Тарковский. Погодите, Лара, погодите! Тогда Юсов сказал мне: «Андрей, я не буду снимать твою картину», то есть это было сознательное предательство, рассчитанное на мой провал, – не снимать же фильм без оператора, а? Чтобы выйти из этого положения, мне нужно было бы хватать кого-то первого попавшегося. Но Бог есть! Ты знаешь, у меня всегда в самых страшных обстоятельствах возникают какие-то особые внутренние силы, и я, не моргнув глазом, отвечаю ему: «Ну что же делать? Хорошо!» Он начинает объясняться, что обещал снимать какому-то болгарину, хотя ясно, что мне-то он обещал сотрудничество раньше. О какой же неувязке может идти речь? Словом, лепит мне какую-то явную чепуху, глядя в глаза и прекрасно понимая, что оставляет меня одного. А я ему повторяю: «Хорошо-хорошо!»
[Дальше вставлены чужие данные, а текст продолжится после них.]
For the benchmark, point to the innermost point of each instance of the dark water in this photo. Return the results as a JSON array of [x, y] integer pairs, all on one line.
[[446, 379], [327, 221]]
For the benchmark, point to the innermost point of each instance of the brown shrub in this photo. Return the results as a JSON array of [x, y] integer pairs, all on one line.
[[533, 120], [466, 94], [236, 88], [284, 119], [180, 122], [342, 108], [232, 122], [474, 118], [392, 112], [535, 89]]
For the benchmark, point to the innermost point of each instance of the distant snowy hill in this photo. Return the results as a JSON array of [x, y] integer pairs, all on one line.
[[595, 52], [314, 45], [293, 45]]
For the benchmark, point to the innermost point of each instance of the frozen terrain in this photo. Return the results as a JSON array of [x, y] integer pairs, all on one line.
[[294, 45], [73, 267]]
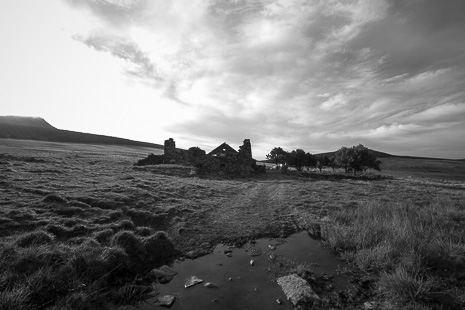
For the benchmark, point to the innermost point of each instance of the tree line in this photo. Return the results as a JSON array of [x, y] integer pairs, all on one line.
[[352, 159]]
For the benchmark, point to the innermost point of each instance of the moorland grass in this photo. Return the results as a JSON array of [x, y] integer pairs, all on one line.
[[417, 251], [55, 269]]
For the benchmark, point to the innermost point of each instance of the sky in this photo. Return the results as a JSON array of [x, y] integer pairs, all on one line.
[[315, 75]]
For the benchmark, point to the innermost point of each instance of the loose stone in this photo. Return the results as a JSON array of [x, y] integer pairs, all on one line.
[[296, 289], [166, 301], [192, 281]]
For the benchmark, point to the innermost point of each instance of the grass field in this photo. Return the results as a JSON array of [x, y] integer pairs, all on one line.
[[80, 224]]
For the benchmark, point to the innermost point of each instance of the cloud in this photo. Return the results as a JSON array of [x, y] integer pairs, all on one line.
[[295, 71]]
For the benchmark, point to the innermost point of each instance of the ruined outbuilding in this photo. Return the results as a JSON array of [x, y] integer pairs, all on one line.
[[223, 160]]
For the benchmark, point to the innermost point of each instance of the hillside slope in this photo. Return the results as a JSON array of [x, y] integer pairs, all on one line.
[[36, 128]]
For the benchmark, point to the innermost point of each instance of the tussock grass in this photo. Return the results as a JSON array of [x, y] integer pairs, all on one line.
[[38, 271], [34, 238], [54, 198], [418, 250]]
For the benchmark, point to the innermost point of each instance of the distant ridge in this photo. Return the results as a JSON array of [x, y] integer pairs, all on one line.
[[36, 128]]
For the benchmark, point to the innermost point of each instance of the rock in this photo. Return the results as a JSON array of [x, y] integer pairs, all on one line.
[[164, 274], [166, 300], [296, 289], [192, 281], [255, 252], [210, 285]]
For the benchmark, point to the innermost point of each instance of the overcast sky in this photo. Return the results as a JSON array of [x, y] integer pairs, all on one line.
[[315, 75]]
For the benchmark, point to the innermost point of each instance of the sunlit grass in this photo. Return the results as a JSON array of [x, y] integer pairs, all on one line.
[[417, 250]]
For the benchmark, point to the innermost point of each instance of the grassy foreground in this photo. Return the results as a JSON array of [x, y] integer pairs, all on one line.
[[416, 253], [81, 227]]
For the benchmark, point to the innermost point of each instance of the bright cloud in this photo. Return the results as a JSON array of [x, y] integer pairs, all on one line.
[[297, 74]]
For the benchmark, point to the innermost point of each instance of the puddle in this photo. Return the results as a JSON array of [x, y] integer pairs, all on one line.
[[250, 287]]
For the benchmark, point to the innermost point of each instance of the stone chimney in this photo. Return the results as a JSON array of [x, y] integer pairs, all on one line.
[[170, 149], [246, 148]]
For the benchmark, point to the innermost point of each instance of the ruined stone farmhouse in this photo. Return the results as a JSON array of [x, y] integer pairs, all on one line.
[[223, 160]]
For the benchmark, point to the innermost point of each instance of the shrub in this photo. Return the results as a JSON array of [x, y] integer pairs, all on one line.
[[34, 238]]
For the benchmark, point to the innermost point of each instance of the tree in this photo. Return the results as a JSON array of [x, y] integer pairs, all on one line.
[[278, 155], [356, 158], [310, 160], [342, 158], [366, 159], [196, 152], [322, 161]]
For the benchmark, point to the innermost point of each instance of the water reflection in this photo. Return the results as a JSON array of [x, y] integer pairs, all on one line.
[[241, 285]]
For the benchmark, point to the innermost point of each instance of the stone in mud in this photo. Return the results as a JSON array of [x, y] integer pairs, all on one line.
[[191, 281], [166, 300], [255, 252], [296, 289], [164, 274], [210, 285]]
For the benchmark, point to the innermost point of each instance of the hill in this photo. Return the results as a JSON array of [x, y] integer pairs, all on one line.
[[36, 128]]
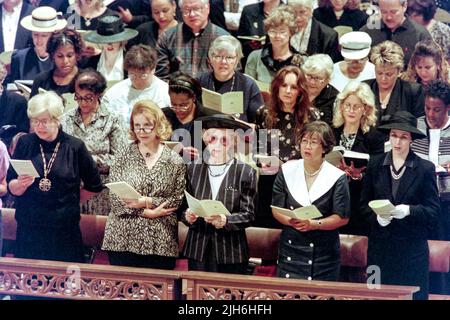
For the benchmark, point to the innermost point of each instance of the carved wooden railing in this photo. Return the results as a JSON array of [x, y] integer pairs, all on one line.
[[51, 279], [215, 286]]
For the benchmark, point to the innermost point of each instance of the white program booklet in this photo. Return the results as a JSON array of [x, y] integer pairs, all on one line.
[[123, 190], [302, 213], [24, 168], [382, 207], [205, 208]]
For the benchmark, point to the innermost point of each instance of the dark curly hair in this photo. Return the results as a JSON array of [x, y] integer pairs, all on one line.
[[65, 37], [90, 79], [439, 89], [302, 111]]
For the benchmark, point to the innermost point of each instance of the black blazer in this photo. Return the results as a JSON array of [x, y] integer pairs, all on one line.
[[418, 190], [323, 39], [238, 194], [355, 19], [23, 36], [406, 96]]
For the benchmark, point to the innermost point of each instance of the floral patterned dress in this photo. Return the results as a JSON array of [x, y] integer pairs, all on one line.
[[103, 137]]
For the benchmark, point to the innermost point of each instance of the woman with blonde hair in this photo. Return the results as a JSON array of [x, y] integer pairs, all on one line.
[[354, 129], [393, 94], [144, 232], [48, 207], [263, 64], [427, 63]]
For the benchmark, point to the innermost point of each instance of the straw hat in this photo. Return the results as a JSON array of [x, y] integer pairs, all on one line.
[[44, 19]]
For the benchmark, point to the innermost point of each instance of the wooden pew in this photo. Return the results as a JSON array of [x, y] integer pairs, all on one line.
[[216, 286]]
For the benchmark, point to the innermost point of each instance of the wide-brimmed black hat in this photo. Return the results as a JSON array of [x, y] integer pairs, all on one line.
[[403, 120], [222, 121], [110, 29]]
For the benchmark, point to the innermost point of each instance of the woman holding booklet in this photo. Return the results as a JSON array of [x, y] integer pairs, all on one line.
[[143, 232], [48, 204], [398, 240], [101, 130], [309, 248], [224, 54], [218, 241], [354, 129]]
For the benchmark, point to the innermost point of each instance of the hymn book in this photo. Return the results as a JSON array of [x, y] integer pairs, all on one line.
[[302, 213], [205, 208], [24, 168], [230, 102]]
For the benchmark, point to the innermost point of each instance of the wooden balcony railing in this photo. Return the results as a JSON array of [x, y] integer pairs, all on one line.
[[51, 279], [215, 286]]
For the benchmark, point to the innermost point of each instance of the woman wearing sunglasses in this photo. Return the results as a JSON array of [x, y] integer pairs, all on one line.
[[101, 130], [218, 243], [144, 233]]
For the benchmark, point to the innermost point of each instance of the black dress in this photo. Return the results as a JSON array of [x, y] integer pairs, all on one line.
[[371, 143], [400, 249], [48, 221], [45, 81], [312, 255]]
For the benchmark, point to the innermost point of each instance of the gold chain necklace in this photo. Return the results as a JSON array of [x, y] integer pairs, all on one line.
[[45, 184]]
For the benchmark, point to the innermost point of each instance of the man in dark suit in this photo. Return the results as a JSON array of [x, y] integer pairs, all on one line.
[[217, 242], [17, 37]]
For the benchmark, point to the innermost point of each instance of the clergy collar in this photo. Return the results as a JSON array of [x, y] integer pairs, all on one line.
[[293, 172]]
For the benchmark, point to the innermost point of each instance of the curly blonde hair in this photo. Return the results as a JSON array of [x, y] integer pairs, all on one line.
[[365, 94], [387, 53], [154, 115]]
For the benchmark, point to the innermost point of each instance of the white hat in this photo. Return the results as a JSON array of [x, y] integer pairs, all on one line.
[[44, 19], [355, 45]]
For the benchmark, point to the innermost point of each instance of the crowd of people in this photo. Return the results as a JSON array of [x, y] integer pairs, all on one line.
[[112, 87]]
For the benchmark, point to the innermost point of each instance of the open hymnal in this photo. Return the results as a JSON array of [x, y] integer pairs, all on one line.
[[123, 190], [174, 145], [229, 103], [338, 153], [261, 39], [24, 168], [272, 161], [302, 213], [205, 208], [382, 207]]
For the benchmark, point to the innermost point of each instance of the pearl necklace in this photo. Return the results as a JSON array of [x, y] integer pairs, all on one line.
[[314, 173]]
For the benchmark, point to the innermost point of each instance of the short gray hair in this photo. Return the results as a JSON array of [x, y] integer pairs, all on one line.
[[49, 102], [318, 63], [226, 43], [180, 2], [303, 3]]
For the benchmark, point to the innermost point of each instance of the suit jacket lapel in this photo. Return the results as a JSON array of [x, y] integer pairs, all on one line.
[[406, 181]]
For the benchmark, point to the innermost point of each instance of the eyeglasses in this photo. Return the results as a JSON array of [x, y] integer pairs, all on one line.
[[145, 129], [228, 59], [310, 77], [195, 11], [142, 76], [182, 107], [313, 143], [355, 107], [281, 33], [221, 140], [45, 123], [88, 98]]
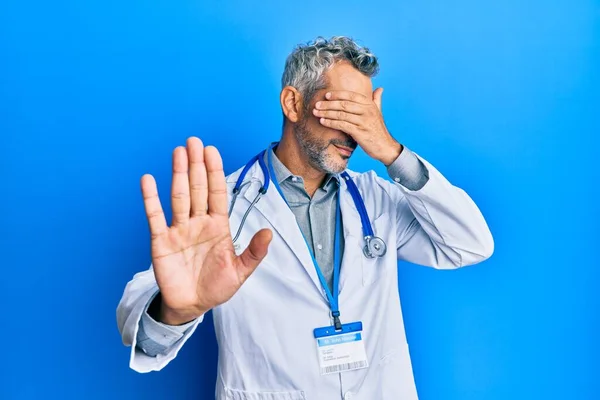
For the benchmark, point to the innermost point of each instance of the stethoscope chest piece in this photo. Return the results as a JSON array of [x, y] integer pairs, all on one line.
[[375, 247]]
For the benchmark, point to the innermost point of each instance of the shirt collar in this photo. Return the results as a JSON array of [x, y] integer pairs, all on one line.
[[282, 173]]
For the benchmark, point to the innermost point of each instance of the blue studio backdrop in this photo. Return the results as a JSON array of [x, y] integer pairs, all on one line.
[[503, 97]]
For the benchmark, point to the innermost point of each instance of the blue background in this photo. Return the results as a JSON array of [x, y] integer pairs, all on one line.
[[503, 97]]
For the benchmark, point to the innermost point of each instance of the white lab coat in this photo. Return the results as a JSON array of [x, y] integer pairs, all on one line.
[[265, 332]]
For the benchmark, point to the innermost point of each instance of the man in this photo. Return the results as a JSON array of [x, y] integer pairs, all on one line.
[[292, 320]]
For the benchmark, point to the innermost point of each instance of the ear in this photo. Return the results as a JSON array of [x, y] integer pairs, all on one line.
[[291, 103], [377, 97]]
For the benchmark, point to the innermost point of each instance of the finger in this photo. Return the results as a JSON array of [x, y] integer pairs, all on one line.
[[342, 105], [377, 97], [154, 212], [217, 187], [347, 95], [198, 179], [343, 126], [254, 253], [180, 187], [340, 116]]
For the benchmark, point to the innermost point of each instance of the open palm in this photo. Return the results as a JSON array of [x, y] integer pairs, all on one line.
[[194, 261]]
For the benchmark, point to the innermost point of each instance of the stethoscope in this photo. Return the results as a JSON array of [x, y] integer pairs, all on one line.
[[374, 245]]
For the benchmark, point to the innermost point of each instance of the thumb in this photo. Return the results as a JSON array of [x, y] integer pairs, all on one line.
[[377, 97], [254, 253]]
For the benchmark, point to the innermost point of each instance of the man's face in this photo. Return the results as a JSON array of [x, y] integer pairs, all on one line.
[[327, 149]]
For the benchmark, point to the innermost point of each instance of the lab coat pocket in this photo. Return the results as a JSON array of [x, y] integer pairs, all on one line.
[[234, 394], [376, 268]]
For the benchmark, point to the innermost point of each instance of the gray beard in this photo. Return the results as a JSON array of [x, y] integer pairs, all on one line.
[[316, 150]]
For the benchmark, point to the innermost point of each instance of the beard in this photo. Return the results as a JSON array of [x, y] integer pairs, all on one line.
[[316, 149]]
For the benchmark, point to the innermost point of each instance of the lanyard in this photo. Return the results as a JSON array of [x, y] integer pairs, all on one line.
[[331, 297]]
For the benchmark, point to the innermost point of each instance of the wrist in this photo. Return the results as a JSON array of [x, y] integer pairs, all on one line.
[[174, 317], [161, 312]]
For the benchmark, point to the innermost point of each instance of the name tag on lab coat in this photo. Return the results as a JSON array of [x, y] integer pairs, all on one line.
[[342, 350]]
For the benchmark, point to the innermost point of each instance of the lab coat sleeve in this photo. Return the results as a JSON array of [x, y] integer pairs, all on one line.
[[137, 295], [154, 337], [438, 224]]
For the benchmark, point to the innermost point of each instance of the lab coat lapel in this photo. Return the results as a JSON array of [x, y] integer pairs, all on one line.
[[353, 237], [275, 210]]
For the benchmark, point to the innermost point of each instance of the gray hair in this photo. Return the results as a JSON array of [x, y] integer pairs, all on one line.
[[305, 67]]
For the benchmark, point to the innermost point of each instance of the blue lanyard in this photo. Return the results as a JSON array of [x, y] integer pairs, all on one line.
[[332, 297]]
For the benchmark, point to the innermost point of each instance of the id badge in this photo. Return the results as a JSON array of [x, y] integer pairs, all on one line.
[[342, 350]]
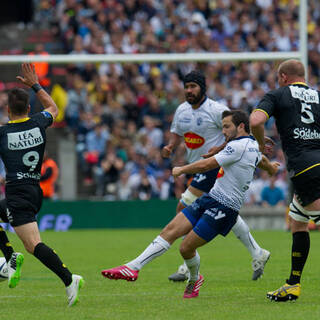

Лариса. Нет, Андрей, вы ему сказали тогда, что уже пригласили Рерберга.
Тарковский. Нет! Нет! И нет!
Лариса. Ну как же нет? В этот же день…
Тарковский. Нет, Лариса, я не мог ему этого сказать, потому что с Рербергом еще на разговаривал.
Лариса. Нет, вы разговаривали! А я Рербергу в этот момент уже звонила, и он уже ехал к вам – ведь этот вопрос решался в одном часе… Ну? Помните?
Тарковский
Лариса. Ну что вы так кричите?
Тарковский. Да, правильно – «в одном часе»! Бог есть! Я как раз встретил Рерберга на студии до худсовета, спросил, что он сейчас делает. Признаться, он мне давно был интересен как оператор, а тогда же он мне ответил, что закончил картину и пока ничего не делает. Мы с ним еще поговорили, что, мол, да как… И, знаешь, возникла такая атмосфера, как бывает с девушкой, которая ожидает, что ее пригласят танцевать, а ты уже идешь на свидание к другой – понимаешь? Ситуация такая неловкая: понравились на секунду друг другу, и я пошел на свой худсовет…
Панфилов. Значит, зацепка внутренняя уже возникла…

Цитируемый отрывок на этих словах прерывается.